Sparse Matrices with Units#
brainunit.sparse provides unit-aware sparse matrix classes built on top of JAX’s sparse
representations. Sparse matrices store only non-zero elements, saving memory for large
matrices that are mostly zeros (common in scientific computing, e.g., connectivity matrices).
Available formats:
CSR (Compressed Sparse Row) — efficient for row slicing and matrix-vector products
CSC (Compressed Sparse Column) — efficient for column slicing
COO (Coordinate) — efficient for constructing sparse matrices
import brainunit as u
import jax.numpy as jnp
Creating Sparse Matrices from Dense#
The simplest way to create a sparse matrix is from a dense Quantity array.

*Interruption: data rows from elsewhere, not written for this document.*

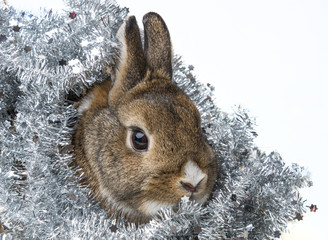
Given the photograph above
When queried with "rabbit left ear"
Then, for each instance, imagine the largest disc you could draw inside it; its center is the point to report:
(132, 64)
(158, 48)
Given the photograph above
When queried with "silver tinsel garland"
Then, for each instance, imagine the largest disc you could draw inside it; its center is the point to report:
(42, 60)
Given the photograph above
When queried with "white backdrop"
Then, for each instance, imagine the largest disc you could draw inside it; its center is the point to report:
(270, 57)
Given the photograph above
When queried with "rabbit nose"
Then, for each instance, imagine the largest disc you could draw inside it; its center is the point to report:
(189, 187)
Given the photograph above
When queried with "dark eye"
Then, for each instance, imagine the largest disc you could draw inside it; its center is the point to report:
(139, 140)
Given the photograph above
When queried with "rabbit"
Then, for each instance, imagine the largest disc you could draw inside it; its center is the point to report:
(138, 141)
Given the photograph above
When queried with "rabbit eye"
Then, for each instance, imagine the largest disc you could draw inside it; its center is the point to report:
(139, 140)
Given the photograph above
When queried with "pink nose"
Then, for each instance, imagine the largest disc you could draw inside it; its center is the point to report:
(189, 187)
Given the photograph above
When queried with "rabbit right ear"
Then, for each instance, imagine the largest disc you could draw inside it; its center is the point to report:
(132, 64)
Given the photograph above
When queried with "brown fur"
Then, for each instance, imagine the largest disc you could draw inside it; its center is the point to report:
(143, 96)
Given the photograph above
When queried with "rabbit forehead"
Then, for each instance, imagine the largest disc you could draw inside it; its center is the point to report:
(154, 112)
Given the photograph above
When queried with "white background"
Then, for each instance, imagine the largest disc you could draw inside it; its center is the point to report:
(270, 57)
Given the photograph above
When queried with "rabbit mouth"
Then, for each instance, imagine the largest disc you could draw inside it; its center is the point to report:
(150, 208)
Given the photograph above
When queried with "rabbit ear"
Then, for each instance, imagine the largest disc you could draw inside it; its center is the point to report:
(132, 64)
(157, 45)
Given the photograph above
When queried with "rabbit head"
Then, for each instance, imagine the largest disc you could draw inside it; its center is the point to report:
(144, 149)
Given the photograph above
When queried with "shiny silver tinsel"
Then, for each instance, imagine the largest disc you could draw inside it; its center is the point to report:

# A sparse matrix with units
dense = jnp.array([
[1., 0., 2.],
[0., 3., 0.],
[4., 0., 5.]
]) * u.volt
print('Dense matrix:')
print(dense)
print('Non-zero elements:', 5, 'out of', 9)
Dense matrix:
[[1. 0. 2.]
[0. 3. 0.]
[4. 0. 5.]] V
Non-zero elements: 5 out of 9
CSR (Compressed Sparse Row)#
csr = u.sparse.csr_fromdense(dense)
print('CSR:', csr)
print('Shape:', csr.shape)
print('Number of stored elements (nse):', csr.nse)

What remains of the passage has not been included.